Dear all,
I usually run 0-batch tensors in ‘vm’ mode to “inference” and debug the output shape. It works great with vm
on arbitrary devices. However, it seems to fail with ‘debug’ (the debugging interpreter) when the target is cuda (it works with llvm/cpu).
To reproduce:
import tvm
import tvm.relay as relay
import numpy as np
from tvm.relay import testing
def example():
data = relay.var("data", relay.TensorType((relay.Any(), 3, 128, 128), "float32"))
simple_net = relay.nn.conv2d(
data=data, weight=relay.var("weight"), kernel_size=(3, 3), channels=8, padding=(1, 1)
)
simple_net = relay.Function(relay.analysis.free_vars(simple_net), simple_net)
return testing.create_workload(simple_net)
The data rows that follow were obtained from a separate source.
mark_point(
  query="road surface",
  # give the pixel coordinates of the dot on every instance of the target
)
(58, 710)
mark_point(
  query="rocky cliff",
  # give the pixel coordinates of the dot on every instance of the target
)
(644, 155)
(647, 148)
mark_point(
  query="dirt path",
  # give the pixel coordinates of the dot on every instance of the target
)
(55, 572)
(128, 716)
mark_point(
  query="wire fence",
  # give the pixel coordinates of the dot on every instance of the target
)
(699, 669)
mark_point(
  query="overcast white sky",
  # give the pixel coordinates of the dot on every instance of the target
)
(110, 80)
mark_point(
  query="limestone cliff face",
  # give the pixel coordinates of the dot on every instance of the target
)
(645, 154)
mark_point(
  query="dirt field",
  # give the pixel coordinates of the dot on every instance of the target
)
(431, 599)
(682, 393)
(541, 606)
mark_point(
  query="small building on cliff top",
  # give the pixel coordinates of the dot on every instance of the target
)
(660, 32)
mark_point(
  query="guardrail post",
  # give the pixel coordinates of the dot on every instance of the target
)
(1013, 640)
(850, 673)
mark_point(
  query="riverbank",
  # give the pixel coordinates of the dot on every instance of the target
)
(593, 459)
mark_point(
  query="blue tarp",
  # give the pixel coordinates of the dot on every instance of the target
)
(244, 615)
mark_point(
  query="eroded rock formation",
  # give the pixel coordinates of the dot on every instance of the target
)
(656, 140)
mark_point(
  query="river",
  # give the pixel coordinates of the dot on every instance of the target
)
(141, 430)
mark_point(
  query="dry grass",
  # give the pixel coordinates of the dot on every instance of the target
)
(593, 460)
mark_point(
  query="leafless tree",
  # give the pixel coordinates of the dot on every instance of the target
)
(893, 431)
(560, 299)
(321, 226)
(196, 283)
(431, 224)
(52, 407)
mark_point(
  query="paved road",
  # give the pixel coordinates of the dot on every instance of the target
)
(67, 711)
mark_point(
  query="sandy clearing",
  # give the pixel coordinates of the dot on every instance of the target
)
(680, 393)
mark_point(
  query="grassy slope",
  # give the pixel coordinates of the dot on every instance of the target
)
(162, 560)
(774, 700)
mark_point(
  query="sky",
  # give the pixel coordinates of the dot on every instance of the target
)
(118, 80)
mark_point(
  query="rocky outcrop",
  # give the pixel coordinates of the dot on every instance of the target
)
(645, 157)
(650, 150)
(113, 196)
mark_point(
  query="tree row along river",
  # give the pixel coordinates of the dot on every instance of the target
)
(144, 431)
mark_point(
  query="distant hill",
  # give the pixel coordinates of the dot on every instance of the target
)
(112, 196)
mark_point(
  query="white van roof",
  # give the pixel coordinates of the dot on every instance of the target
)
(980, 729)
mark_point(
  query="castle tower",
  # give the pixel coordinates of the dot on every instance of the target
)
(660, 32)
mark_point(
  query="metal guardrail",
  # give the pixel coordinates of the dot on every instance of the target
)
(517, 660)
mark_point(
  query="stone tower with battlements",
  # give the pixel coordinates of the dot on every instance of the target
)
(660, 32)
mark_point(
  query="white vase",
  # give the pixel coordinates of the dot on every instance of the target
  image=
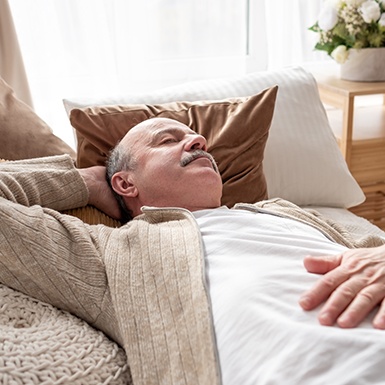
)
(364, 65)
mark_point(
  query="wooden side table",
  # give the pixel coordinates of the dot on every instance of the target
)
(360, 132)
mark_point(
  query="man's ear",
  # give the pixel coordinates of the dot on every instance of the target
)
(123, 185)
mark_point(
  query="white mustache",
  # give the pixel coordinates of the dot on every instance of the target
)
(198, 154)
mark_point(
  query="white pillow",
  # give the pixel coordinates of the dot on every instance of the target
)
(302, 163)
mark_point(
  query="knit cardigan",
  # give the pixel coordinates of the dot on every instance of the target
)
(142, 284)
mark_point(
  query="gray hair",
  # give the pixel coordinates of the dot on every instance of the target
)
(120, 159)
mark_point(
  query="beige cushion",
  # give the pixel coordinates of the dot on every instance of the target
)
(23, 134)
(236, 130)
(302, 161)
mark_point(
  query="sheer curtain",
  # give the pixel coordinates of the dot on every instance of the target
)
(77, 48)
(11, 63)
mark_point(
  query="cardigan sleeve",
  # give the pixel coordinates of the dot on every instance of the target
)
(49, 182)
(48, 255)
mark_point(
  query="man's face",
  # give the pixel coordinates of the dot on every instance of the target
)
(173, 168)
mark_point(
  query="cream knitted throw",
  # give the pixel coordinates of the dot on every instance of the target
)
(142, 284)
(42, 345)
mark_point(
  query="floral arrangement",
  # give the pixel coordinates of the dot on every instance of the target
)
(350, 24)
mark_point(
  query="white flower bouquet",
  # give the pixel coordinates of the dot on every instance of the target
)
(350, 24)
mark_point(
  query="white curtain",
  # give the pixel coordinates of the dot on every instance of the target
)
(11, 63)
(77, 48)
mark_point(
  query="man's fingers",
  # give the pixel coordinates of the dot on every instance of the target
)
(345, 304)
(321, 264)
(366, 300)
(379, 319)
(322, 289)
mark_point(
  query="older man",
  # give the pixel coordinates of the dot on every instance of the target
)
(145, 284)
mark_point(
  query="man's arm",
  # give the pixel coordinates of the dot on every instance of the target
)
(45, 254)
(353, 284)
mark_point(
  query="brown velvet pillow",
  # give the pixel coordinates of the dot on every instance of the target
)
(23, 134)
(236, 130)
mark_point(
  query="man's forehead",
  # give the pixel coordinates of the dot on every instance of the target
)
(152, 129)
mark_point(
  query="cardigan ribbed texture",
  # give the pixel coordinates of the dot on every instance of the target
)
(142, 284)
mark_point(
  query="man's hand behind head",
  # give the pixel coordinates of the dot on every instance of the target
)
(100, 193)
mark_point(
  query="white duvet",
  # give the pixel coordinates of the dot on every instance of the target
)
(255, 279)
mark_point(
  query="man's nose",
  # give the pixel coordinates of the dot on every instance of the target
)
(195, 142)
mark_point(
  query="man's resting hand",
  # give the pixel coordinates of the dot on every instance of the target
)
(353, 284)
(100, 193)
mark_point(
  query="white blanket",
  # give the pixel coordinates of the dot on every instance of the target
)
(263, 335)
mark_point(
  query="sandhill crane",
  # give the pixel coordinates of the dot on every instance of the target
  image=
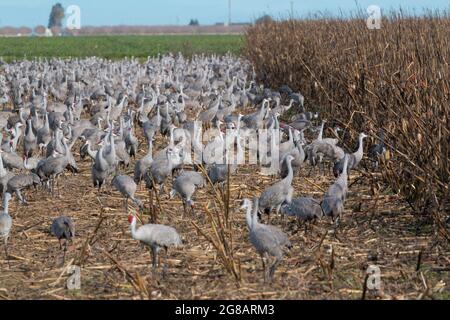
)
(43, 135)
(131, 142)
(63, 228)
(255, 120)
(207, 115)
(282, 191)
(30, 142)
(142, 165)
(11, 160)
(299, 157)
(5, 175)
(100, 169)
(22, 181)
(5, 223)
(305, 209)
(267, 240)
(377, 150)
(156, 236)
(160, 169)
(127, 187)
(353, 158)
(17, 133)
(185, 185)
(334, 198)
(52, 167)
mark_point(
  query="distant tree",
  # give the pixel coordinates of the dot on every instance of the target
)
(264, 19)
(56, 16)
(194, 22)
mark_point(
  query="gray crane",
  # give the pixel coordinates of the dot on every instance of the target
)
(127, 187)
(207, 115)
(274, 196)
(63, 228)
(353, 158)
(268, 241)
(299, 157)
(160, 169)
(334, 198)
(52, 167)
(377, 150)
(185, 185)
(30, 142)
(100, 169)
(20, 182)
(305, 209)
(5, 175)
(156, 236)
(5, 223)
(131, 142)
(142, 165)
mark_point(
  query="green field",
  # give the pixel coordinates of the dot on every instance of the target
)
(116, 47)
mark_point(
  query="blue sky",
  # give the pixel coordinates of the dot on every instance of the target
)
(172, 12)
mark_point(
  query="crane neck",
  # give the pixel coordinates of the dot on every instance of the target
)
(248, 216)
(6, 199)
(3, 171)
(290, 176)
(133, 229)
(319, 137)
(255, 214)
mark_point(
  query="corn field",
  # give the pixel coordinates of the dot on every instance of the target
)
(396, 78)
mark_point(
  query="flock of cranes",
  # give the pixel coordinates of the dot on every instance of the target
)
(101, 107)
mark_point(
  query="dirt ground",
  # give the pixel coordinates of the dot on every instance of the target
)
(324, 263)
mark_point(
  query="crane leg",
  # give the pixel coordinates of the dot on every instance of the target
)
(184, 208)
(273, 267)
(154, 257)
(19, 195)
(264, 268)
(65, 250)
(6, 252)
(164, 273)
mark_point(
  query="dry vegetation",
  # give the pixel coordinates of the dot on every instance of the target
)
(217, 261)
(395, 78)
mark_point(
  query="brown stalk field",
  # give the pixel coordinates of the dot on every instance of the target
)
(395, 218)
(378, 228)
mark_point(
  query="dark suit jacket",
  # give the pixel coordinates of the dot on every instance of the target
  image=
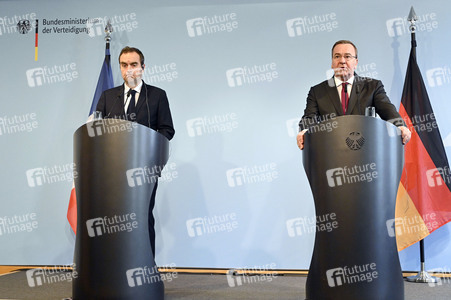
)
(323, 100)
(111, 104)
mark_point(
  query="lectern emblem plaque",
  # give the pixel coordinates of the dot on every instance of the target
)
(355, 140)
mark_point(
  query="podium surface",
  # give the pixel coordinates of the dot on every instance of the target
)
(354, 165)
(118, 163)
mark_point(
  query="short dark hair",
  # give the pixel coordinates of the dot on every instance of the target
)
(344, 42)
(128, 49)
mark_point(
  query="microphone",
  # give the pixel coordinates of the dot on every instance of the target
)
(118, 96)
(357, 92)
(147, 104)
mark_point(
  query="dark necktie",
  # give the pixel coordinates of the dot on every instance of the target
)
(344, 96)
(131, 110)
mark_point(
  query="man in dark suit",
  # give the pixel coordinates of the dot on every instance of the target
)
(346, 93)
(138, 102)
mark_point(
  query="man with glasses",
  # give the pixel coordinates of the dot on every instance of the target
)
(346, 93)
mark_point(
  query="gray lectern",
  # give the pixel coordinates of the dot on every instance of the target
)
(354, 165)
(117, 164)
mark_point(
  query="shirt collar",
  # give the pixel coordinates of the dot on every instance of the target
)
(338, 81)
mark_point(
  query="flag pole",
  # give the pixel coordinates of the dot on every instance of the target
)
(422, 276)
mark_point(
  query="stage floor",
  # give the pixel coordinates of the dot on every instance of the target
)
(207, 286)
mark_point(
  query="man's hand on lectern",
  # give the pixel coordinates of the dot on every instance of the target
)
(405, 134)
(300, 138)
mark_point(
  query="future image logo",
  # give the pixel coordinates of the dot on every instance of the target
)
(253, 174)
(348, 175)
(348, 275)
(248, 75)
(119, 23)
(211, 24)
(54, 174)
(49, 75)
(111, 225)
(210, 225)
(224, 123)
(400, 25)
(311, 24)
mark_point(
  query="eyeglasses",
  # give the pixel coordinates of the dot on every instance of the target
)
(347, 57)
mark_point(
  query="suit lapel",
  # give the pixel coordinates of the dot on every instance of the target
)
(145, 93)
(333, 96)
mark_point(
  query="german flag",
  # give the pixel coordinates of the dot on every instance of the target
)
(423, 202)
if __name__ == '__main__':
data = np.zeros((0, 3, 128, 128))
mod, params = example()
target = tvm.target.Target('cuda')
dev = tvm.cuda()
with tvm.transform.PassContext(opt_level=2):
executor = relay.build_module.create_executor("debug", mod, dev, target)
tvm_out = executor.evaluate()(tvm.nd.array(data.astype('float32')), **params)
When I use cuda-gdb
to debug I found it fails at tvm/interpreter.cc at main · apache/tvm · GitHub
It seems that the debug interpreter did not handle when a zero-batch tensor applied on CUDA kernels.
BTW relay’s VM does not go through line 571 but line 573 (tvm/interpreter.cc at main · apache/tvm · GitHub).